In his December 18 article, “Paying the price for resistance,” Sun foreign reporter Scott Calvert gave readers a snapshot of a “violent insurgency that has forced a 20 percent to 25 percent cut” in Nigerian oil exports.
Yet even as he quoted an e-mail warning “to all oil companies in the delta” that “your nightmare has not even begun,” Calvert left out any reference to the Movement for the Emancipation of the Niger Delta (MEND) as a terrorist organization in his more than 2,600-word article.
“I don't like Shell,” Calvert quoted one sympathizer, referring to the Dutch oil company. “They cause so much problems. We have youths who don't have work to do. Sometimes they get up and say, ‘Look at these people taking oil; let's go and meet them,’” said 37-year-old Mosco Johnny.
Calvert left out any defense of Shell Oil from either the company or from an industry expert, although he did quote veteran oil contractor John Anderson, who insisted “the military government seemed to keep a tighter rein on the problem” than the current civilian government does.
Even so, Calvert added that the British-born Anderson can “understand their plight, with all the poverty.”

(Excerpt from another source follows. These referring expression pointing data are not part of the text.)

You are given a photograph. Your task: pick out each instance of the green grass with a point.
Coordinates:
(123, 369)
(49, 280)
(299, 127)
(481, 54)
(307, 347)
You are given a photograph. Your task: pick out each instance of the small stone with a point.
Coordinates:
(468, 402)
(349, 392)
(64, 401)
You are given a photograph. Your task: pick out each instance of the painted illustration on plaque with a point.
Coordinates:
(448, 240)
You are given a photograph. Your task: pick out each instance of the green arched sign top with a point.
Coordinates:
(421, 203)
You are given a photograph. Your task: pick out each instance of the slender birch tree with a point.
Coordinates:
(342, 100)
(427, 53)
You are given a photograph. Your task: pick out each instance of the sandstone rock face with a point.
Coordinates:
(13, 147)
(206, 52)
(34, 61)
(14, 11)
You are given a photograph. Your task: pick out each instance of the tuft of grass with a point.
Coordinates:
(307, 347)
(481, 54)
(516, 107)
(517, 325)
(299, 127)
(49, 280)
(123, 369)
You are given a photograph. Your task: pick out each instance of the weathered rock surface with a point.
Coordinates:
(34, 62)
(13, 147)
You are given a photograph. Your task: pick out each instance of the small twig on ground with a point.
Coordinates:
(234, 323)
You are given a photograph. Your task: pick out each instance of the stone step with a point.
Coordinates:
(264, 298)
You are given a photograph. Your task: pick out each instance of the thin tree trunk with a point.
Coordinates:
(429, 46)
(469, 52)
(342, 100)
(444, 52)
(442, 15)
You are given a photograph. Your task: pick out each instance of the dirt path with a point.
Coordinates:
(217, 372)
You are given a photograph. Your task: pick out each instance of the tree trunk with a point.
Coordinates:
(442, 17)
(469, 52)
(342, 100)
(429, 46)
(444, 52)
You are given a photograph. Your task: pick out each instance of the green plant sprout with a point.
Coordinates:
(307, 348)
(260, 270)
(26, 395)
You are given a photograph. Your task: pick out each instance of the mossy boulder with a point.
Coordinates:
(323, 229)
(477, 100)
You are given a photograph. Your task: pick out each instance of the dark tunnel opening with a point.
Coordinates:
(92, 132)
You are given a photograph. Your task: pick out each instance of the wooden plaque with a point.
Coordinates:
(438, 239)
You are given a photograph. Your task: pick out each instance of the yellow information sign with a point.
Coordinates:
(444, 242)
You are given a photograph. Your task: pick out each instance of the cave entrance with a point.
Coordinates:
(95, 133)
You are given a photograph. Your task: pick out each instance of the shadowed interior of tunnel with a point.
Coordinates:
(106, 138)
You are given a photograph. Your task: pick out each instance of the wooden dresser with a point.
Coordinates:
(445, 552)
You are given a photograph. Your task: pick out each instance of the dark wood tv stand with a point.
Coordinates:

While Calvert did inform readers that MEND has a rich history of violence, car bombings, and hostage-takings, not once in his article did he describe the group as a terrorist organization.
According to the online Terrorism Knowledge Base Web site (TKB), which aggregates counterterrorism data from sources including the U.S. Department of Homeland Security and private security analysis firm the RAND Corporation, MEND is one of the largest terror groups operating in the Niger Delta region and has as its “ultimate goal” “to expel foreign oil companies and Nigerians not indigenous to the Delta region.”
In the short run, TKB notes that the group specializes in armed extortion.